Calculate the hydrogen ion concentration, [H+], in 0.00988 M Ba(OH)2. Careful!
Ba(OH)2 ionizes 100%; therefore,
..........Ba(OH)2 ==> Ba^2+ + 2OH^-
I.........0.00988.....0.........0
C.......-0.00988....0.00988..2*0.00988
E.........0.........0.00988..0.0198
.........H2O --> H^+ + OH^-
I........liquid...0....0.0198
C........liquid...x.....x
E........liquid...x...0.0198+x
I assume this is standard Kw.
Kw = (H^+)(OH^-)
Substitute the E line into Kw and solve for x = (H^+)
You can make the assumption that 0.0198+x = 0.0198
C.......
To calculate the hydrogen ion concentration in a solution of Ba(OH)2, we first need to determine the dissociation reaction of Ba(OH)2.
The formula for barium hydroxide is Ba(OH)2. When it dissolves in water, it dissociates into Ba2+ ions and OH- ions. Since we are interested in the concentration of hydrogen ions, we need to consider that the concentration of hydroxide ions (OH-) is twice the concentration of barium hydroxide (Ba(OH)2).
The balanced dissociation reaction is:
Ba(OH)2(s) → Ba2+(aq) + 2 OH-(aq)
Given the concentration of Ba(OH)2 as 0.00988 M, we know that the concentration of OH- ions will be twice that value.
Concentration of OH- ions = 2 * 0.00988 M = 0.01976 M
Now, we can use the fact that in water, the concentration of H+ ions multiplied by the concentration of OH- ions is equal to 1x10^-14 M^2 (known as the ion product of water).
[H+][OH-] = 1x10^-14
Substituting the given values:
[H+](0.01976 M) = 1x10^-14
[H+] = (1x10^-14) / (0.01976 M)
[H+] ≈ 5.06x10^-14 M
Therefore, the hydrogen ion concentration in 0.00988 M Ba(OH)2 is approximately 5.06x10^-14 M.
To calculate the hydrogen ion concentration, [H+], in a solution of Ba(OH)2, we need to consider the dissociation of the compound.
Ba(OH)2 dissociates into Ba2+ ions and OH- ions in water, according to the following balanced chemical equation:
Ba(OH)2 -> Ba2+ + 2OH-
Since we are interested in the concentration of hydrogen ions, we need to consider the concentration of hydroxide ions and apply the concept of water autoionization.
Water undergoes autoionization in small amounts, represented by the following chemical equation:
H2O <=> H+ + OH-
In pure water, the concentration of H+ and OH- ions is equal and is referred to as the dissociation constant, Kw. For water at room temperature, Kw is approximately 1.0 x 10^-14.

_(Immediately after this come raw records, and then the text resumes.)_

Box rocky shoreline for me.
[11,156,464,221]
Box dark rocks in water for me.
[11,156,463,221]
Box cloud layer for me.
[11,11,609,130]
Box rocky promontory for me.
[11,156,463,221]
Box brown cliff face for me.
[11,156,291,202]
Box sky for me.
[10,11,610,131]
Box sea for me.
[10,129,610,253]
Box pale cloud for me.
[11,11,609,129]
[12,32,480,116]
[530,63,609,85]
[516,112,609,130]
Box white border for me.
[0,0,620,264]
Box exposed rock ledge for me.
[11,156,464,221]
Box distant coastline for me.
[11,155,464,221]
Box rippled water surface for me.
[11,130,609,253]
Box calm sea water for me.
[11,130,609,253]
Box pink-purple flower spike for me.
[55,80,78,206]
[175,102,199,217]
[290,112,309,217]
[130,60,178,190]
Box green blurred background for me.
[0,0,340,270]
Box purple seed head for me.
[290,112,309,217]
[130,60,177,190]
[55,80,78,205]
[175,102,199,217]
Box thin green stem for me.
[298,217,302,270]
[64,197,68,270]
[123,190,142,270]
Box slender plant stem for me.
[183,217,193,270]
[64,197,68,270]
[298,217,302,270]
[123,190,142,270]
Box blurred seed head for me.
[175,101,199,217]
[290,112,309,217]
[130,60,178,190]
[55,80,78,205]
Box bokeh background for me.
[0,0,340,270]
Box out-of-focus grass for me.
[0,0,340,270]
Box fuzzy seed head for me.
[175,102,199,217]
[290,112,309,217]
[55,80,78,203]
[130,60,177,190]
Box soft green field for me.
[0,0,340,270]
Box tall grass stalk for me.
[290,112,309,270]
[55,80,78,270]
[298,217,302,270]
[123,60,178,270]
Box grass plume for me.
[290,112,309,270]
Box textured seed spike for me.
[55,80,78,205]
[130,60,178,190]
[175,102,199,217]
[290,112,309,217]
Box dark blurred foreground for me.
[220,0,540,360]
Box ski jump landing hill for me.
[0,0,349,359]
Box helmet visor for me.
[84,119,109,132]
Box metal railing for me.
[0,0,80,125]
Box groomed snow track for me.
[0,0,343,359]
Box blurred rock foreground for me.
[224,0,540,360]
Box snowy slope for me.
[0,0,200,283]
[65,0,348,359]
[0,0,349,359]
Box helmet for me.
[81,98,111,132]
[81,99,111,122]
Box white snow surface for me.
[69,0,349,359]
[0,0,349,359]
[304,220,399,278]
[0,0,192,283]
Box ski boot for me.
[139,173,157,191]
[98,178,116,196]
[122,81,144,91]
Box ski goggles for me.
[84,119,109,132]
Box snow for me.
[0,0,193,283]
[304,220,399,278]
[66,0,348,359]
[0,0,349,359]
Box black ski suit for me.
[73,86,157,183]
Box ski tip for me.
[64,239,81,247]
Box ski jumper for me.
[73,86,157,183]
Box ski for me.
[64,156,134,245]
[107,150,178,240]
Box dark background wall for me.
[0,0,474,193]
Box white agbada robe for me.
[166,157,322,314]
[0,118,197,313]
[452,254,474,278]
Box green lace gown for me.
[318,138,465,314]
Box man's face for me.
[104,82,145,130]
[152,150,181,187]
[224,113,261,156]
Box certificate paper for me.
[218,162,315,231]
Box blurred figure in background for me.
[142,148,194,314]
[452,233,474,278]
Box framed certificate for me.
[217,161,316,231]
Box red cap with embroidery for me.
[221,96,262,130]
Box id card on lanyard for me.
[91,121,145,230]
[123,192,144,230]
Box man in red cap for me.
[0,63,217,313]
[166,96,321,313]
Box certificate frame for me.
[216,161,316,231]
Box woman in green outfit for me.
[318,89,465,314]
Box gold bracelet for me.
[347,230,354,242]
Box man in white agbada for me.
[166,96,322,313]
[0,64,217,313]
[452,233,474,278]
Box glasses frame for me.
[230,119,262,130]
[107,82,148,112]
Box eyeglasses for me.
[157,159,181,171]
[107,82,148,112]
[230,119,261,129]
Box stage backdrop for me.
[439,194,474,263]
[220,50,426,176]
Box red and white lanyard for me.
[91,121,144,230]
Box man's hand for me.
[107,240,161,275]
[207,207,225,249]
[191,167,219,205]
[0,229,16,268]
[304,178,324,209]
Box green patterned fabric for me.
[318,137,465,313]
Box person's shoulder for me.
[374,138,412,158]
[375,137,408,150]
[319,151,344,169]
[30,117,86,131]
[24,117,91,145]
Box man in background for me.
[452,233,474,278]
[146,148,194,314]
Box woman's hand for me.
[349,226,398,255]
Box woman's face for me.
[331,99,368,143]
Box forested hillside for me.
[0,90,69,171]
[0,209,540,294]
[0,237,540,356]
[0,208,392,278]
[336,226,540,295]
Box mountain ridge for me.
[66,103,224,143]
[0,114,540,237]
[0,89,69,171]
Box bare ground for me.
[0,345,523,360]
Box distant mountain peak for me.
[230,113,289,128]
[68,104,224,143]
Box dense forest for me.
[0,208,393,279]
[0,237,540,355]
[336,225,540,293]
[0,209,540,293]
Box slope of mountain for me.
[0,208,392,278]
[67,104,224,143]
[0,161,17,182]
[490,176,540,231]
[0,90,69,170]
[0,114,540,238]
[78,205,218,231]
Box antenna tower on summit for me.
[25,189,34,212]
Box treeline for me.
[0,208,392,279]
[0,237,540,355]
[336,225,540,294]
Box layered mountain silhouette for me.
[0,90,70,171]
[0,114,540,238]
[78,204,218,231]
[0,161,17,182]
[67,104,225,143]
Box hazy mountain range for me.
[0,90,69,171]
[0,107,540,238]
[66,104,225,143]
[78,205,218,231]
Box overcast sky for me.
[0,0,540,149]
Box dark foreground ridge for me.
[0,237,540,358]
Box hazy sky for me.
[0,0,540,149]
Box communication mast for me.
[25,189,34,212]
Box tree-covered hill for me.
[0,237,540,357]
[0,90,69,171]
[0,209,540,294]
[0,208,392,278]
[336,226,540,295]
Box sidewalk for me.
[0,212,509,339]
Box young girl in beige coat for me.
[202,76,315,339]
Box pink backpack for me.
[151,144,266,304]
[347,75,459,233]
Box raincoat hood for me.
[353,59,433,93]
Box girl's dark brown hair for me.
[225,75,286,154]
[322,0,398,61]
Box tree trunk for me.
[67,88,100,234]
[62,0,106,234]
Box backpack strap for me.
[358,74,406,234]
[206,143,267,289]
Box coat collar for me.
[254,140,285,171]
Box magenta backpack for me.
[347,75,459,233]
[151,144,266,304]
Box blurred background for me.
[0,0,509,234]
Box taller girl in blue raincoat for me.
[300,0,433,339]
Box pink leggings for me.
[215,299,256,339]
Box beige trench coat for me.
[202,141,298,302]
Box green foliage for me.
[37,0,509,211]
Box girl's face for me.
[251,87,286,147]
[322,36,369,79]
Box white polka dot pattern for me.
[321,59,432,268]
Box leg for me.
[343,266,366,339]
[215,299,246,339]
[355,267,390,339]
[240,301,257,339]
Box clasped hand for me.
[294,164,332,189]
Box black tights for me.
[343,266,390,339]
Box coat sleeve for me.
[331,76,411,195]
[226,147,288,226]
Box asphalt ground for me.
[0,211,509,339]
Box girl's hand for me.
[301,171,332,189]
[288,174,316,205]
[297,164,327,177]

From the balanced equation for the dissociation of Ba(OH)2, we can see that for every Ba(OH)2 molecule that dissociates, two OH- ions are formed. Therefore, the concentration of OH- ions is twice the concentration of Ba(OH)2.
Given that the concentration of Ba(OH)2 is 0.00988 M, the concentration of OH- ions is 2 * 0.00988 M = 0.01976 M.
Now, because of the autoionization of water, the concentration of OH- ions will react with H+ ions in a 1:1 ratio. Therefore, the concentration of H+ ions in the solution is also 0.01976 M.
So, the hydrogen ion concentration, [H+], in 0.00988 M Ba(OH)2 is 0.01976 M.